Currently df which include a categorical can be written to a hdf store and other on disc storage formats. For formats which include factors/categoricals, also ensure that such data is read into a categorical. - [ ] CSV #7217, #7444 (just testing, not a completely fungible format) - [x] HDF5 #7217, #7444 / #8793 - [x] msgpack #8632 (closed by #12573) - [x] stata #8633 / #8767

Comment From: jankatins

For discussion on this, see #7217 and #7444 and also the tests in test_categorical (test_io_hdf, test_io_csv)

Comment From: fkaufer

Stata Categorical export could be implemented using value labels, see http://www.stata.com/help.cgi?dta.
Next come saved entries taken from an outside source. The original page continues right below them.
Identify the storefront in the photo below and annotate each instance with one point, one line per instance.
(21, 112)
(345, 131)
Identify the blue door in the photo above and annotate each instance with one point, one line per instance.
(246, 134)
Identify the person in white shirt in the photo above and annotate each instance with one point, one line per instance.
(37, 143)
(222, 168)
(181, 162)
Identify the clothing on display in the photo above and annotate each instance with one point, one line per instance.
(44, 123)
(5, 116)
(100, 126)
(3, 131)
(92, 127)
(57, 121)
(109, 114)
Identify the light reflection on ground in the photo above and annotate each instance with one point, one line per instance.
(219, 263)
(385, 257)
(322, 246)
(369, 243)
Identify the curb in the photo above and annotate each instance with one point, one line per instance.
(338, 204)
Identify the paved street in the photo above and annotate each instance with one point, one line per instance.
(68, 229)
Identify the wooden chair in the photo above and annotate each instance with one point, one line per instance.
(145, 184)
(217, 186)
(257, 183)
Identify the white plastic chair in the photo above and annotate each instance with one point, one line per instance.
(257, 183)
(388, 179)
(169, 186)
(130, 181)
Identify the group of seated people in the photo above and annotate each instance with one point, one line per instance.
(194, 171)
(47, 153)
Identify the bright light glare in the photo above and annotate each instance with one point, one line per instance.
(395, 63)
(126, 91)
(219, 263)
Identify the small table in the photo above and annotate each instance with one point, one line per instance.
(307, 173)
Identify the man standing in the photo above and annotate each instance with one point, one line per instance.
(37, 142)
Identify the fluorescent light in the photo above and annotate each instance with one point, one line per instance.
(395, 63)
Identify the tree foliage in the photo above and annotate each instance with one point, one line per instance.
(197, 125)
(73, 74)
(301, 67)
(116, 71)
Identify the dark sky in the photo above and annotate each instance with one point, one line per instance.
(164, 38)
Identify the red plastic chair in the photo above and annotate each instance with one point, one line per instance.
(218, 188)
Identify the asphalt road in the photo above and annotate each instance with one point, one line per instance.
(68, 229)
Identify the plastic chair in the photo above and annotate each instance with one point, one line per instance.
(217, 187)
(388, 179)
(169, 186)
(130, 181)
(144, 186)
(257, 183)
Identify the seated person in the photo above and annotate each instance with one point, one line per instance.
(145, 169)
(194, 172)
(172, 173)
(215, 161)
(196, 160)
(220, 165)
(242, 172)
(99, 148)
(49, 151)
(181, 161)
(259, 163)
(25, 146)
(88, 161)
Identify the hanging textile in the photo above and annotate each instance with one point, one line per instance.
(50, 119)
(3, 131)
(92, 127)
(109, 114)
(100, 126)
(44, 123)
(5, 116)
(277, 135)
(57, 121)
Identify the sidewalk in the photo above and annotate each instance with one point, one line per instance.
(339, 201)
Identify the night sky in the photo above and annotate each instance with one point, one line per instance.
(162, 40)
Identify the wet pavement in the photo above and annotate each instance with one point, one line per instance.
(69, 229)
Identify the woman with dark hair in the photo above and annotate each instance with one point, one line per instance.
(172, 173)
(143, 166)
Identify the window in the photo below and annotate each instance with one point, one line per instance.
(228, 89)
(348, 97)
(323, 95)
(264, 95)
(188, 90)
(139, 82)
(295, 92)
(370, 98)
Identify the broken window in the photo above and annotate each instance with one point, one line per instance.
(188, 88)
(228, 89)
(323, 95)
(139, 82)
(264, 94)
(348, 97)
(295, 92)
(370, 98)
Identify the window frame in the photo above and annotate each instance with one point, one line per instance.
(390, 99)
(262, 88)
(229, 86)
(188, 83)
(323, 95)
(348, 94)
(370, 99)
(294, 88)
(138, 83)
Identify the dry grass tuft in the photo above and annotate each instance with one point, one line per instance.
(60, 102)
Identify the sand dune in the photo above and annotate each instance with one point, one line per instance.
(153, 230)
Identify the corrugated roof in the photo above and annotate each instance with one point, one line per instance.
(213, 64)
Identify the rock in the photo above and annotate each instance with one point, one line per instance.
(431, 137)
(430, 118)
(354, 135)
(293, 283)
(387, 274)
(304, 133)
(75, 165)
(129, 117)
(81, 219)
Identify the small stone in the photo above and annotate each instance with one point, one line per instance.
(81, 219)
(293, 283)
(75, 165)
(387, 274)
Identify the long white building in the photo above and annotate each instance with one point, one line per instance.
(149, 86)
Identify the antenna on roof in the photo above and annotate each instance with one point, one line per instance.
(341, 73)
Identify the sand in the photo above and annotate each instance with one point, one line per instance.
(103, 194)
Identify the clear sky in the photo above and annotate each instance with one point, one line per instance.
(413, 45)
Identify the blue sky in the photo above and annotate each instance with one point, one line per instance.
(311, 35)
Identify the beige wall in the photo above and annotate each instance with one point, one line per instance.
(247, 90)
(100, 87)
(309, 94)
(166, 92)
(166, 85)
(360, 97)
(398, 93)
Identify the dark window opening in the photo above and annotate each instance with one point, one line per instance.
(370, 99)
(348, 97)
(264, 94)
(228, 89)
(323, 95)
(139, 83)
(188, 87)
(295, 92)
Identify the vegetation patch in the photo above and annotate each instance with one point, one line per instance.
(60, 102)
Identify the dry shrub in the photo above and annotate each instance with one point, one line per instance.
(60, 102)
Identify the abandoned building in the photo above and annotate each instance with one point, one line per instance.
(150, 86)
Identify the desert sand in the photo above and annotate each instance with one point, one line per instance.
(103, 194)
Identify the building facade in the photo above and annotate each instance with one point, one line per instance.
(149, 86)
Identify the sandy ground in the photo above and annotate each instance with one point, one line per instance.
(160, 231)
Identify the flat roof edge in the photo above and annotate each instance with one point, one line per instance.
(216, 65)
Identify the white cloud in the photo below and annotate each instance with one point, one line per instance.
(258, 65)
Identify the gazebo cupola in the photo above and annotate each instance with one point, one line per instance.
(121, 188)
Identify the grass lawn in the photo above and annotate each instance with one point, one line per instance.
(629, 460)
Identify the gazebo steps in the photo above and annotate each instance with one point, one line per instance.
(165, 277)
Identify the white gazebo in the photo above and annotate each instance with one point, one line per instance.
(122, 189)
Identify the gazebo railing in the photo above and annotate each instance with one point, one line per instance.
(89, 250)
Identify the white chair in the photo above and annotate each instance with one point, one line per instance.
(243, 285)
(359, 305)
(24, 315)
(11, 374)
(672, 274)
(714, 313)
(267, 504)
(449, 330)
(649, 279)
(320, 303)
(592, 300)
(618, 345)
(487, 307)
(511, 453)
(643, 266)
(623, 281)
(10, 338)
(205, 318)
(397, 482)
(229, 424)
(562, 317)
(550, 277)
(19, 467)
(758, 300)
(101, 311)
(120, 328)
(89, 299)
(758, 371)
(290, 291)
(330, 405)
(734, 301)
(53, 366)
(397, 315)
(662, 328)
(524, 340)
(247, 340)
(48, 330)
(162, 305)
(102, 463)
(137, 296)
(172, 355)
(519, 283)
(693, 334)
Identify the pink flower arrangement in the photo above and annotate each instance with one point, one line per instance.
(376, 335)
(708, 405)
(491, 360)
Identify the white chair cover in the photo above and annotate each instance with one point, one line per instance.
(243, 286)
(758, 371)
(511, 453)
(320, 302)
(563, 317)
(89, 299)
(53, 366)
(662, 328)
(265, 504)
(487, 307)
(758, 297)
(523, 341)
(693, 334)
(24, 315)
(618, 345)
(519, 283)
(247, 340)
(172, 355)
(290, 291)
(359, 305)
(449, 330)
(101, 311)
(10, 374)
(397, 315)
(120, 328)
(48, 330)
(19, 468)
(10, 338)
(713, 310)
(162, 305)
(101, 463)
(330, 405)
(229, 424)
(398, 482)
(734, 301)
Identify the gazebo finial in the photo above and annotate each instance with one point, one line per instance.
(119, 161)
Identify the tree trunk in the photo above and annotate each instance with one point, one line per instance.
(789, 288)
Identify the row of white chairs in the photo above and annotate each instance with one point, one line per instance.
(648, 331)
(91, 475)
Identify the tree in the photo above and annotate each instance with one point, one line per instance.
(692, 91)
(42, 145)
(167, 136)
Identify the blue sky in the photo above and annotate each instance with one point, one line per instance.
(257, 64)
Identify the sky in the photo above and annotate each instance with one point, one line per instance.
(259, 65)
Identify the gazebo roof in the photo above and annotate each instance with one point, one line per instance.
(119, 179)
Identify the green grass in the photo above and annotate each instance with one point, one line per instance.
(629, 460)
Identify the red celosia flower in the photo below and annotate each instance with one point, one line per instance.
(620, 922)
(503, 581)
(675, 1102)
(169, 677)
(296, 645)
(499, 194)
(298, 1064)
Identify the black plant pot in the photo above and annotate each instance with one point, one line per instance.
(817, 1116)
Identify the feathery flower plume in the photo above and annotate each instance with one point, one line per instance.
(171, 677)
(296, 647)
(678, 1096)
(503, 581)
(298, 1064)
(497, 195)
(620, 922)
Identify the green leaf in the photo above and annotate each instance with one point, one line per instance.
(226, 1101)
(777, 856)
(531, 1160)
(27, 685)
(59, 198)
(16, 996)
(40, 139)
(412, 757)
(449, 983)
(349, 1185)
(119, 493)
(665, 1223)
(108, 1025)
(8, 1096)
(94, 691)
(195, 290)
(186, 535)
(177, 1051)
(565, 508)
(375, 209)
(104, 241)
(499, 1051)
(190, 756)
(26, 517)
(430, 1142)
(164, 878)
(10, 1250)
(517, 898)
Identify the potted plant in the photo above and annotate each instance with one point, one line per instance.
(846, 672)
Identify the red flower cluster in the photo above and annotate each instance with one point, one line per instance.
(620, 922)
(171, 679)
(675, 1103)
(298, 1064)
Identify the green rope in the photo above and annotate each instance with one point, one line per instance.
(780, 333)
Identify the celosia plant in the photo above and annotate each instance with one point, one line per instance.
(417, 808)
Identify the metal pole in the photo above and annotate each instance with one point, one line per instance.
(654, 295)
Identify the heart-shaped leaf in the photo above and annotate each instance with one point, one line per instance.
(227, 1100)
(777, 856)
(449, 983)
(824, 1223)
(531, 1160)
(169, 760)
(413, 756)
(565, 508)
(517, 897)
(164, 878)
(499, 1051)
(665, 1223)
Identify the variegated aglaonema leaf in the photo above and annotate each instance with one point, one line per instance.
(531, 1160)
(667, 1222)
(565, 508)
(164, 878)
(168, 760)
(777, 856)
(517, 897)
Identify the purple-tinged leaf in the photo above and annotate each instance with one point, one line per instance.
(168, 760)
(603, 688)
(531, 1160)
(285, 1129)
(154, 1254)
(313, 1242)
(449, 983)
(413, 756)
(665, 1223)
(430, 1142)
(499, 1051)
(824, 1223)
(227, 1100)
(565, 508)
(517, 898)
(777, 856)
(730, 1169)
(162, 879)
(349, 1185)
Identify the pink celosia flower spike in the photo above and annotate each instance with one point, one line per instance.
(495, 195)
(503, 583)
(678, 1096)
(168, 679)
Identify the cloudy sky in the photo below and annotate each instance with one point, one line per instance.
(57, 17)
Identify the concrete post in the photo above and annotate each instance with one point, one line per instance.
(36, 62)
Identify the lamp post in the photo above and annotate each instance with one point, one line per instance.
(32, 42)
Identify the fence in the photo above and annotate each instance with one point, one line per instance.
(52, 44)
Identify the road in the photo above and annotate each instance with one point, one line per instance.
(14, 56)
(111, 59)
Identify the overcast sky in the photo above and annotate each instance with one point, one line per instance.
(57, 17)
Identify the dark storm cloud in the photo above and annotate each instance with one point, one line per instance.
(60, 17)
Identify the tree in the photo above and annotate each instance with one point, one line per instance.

As the name already indicates Stata's value labels are not as generic as pandas' categoricals but limited to strings (similar to R).

Support for categoricals-to-value-labels-conversion would be fantastic, but I would already be happy, if category dtype is captured (pandas/io/stata.py#L1262) and coerced to string. Guess this requires also to either fix to_records for categoricals (pandas/io/stata.py#L1633, #8626) or to explicitely decode (#8628) on the fly.

Comment From: jreback

cc @bashtage, interested?

Comment From: bashtage

I'll have to take a look at how hard it will be - haven't used Categoricals, so extra hurdle.

Comment From: jreback

closing, you cannot directly serialize a Categroical in csv, but you can specify the dtype when reading.